Drinson Iron and Steel Company fulfils promises for the Manhize community

By Tafara Chikumira

THE impasse between Africa’s biggest steel-producing plant’s investors and the Manhize community seems to be a thing of the past after the investors have fulfilled their promises of developing the resettlement area with most houses almost ready for occupation.

The homesteads have a three bedroomed apartment, a dining, a round kitchen as well as a toilet facility.

Most community members who are set to benefit from the relocation exercise have since been employed by the company and cannot wait to occupy their new homes.

“I must be honest with you, this home has been my dream all my life. I used to live in some dilapidated houses but now look at this,” said a beneficiary.

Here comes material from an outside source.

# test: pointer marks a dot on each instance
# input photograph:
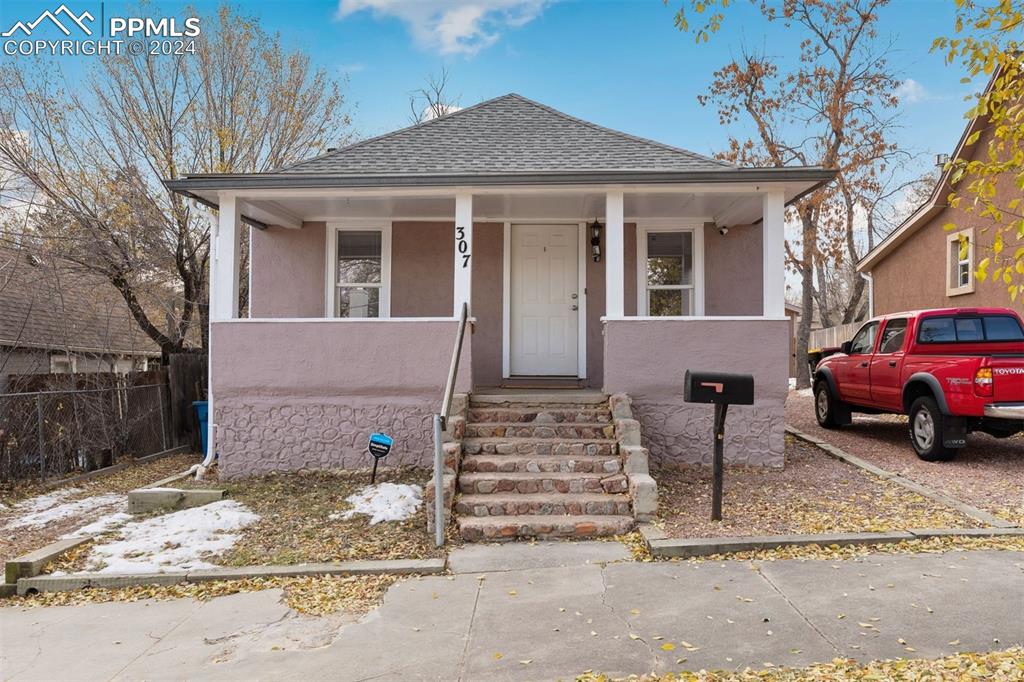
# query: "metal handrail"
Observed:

“Surely, I want to thank the President for bringing these investors here as I can feel that very soon I will be matching people in towns through occupying this homestead. I must hasten to say that for the first time I have a proper job and a payslip something I never imagined before,” said another beneficiary.

“Imagine we were resisting such a nice development simply because we were ignorant of the good news to come. Now, look at this apartment, my friend. Why would I dream of staying in town when the town has been brought to us? We want to thank our President for his vision,” echoed another beneficiary.
The government says it has identified more land for people to be relocated under phase two of the programme as the plant is set to clear at least 100 kilometres of land from Sebakwe for additional power supply.

“We have so far identified land for 30 beneficiaries. Five families have since been relocated. Four are set to be relocated soon once their houses are finished.

“We are going into the second phase where we will identify other families to be affected by the power line where we will do feasibility studies. It is only then that we will know the number of families to be affected. The land is there and it is a question of time before we come up with the exact figures,” said Antony Kutadzavushe, Mvuma district lands officer.

The US$1 billion iron and steel plant which will be running under Drinson Iron and Steel Company, a subsidiary of China’s Tsingshan Holding Group, had faced some pockets of resistance from the community in the past, after some country’s detractors clandestinely sponsored some elements to throw spanners to the project.